Tesla stock soared in after-hours trading, climbing briefly to a full 11 percent gain before relaxing to a bit over 9 percent, at $329, up from $300.84 at the close of regular trading hours. The automaker first breached $329 per share in April 2017 and is off a ways from its high of $384 in July of that same year.

Model 3 Production Saga: 10,000 Units Per Week By End of This Year

Elon Musk with the Model 3

Model 3 production woes have been almost legendary at Tesla. All eyes are on the company to churn these bread-and-butter sub $40k sedans out in order to see the automaker become truly successful.

We reported on what was perhaps the most bizarre twist in all the saga, the overnight installation of a massive production tent located on the factory's parking lot overnight installation of a massive production tent located on the factory's parking.

Then the Palo Alto-based automaker was hit with reported quality woes involving Model 3 sedans. It seemed the quarter was destined to only contain bad news until..

Tesla announced they hit 5,000 units per week early last month. This was a major milestone laid out by Musk and Tesla specified that this level of production was sustained, not burst.

Just as important, Tesla started to see real improvement with Model 3 margins. Margins went from almost flat to 15 percent, still a ways off the 25 percent mark that CEO Elon Musk has called for. We'll touch on cost reductions in a moment.

6,000 Model 3's made per week by September was laid out on the call. Ultimately, the electric car manufacturer wants to see its factories churning out 10,000 units per week by the end of this year, doubling the current rate of production.

Tesla said it made 53,339 vehicles in the second quarter and delivered 18,449 Model 3's, totaling 40,768 vehicles. The rest was made up of 22,319 Model X and Model S.

Tesla expects to product 50,000 Model 3s in the third quarter.

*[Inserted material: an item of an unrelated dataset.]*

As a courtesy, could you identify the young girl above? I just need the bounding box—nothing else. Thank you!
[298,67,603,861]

Tesla Outlook for the Remainder of 2018, Cutting costs and Profitability

Tesla to have its gearboxes and electric motors manufactured at the Gigafactory in Nevada.

As Tesla looks to real profitability in the coming quarters and years, controlling costs is extremely crucial in the automotive business. Revenue is massive in this business and margins are unforgiving. Tesla recently completed some major cost restructuring and this past June the automaker announced layoffs totaling more than 3,000 jobs.

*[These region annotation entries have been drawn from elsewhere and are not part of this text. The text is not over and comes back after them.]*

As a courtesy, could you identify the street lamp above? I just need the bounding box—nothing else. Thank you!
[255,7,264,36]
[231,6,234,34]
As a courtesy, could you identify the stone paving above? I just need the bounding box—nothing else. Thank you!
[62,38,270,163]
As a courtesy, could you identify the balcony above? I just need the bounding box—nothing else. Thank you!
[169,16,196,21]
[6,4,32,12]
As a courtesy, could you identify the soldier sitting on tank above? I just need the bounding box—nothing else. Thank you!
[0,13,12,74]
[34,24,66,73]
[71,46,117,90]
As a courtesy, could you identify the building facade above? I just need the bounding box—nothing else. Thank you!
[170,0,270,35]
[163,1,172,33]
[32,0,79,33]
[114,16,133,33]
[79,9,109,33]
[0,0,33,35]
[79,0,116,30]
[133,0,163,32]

"From an operating plant standpoint, from[sic] onwards I really want to emphasize our goal is to be profitable and cash flow positive for every quarter going forward," Musk said.

The company ended the quarter down $300 million in cash to a total of $2.2 billion. Cash burn has been a problem for them in the past and there have been quarters where cash burn has approached a billion. Tesla must shore up cash flow and operate with a positive cash flow, which Musk touched on:

"From an operating plant standpoint, from onwards I really want to emphasize our goal is to be profitable and cash flow positive for every quarter going forward," Musk said

And it seems like Tesla will be able to do it. Automotive gross margin increased to 20.6% GAAP up from 19.7% in the previous quarter which means Tesla makes more money from every car it sells than it did before.

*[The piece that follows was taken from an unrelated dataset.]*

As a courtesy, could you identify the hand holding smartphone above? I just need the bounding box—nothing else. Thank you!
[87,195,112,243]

Beyond operating costs, Tesla has paired down an initial $3.4 billion capital expenditure estimate for the year to a slimmer $2.7 billion. We believe its because the company has scaled down its level of ambitions for expensive and exotic automation production-aids.

All of the cost reduction initiatives seem to be working, although we've reported on some strange measures that the company is deploying. If it works, it works?

If Tesla can continue to vastly ramp up Model 3 while improving margins at the same time then there are sunny days ahead for the young automaker.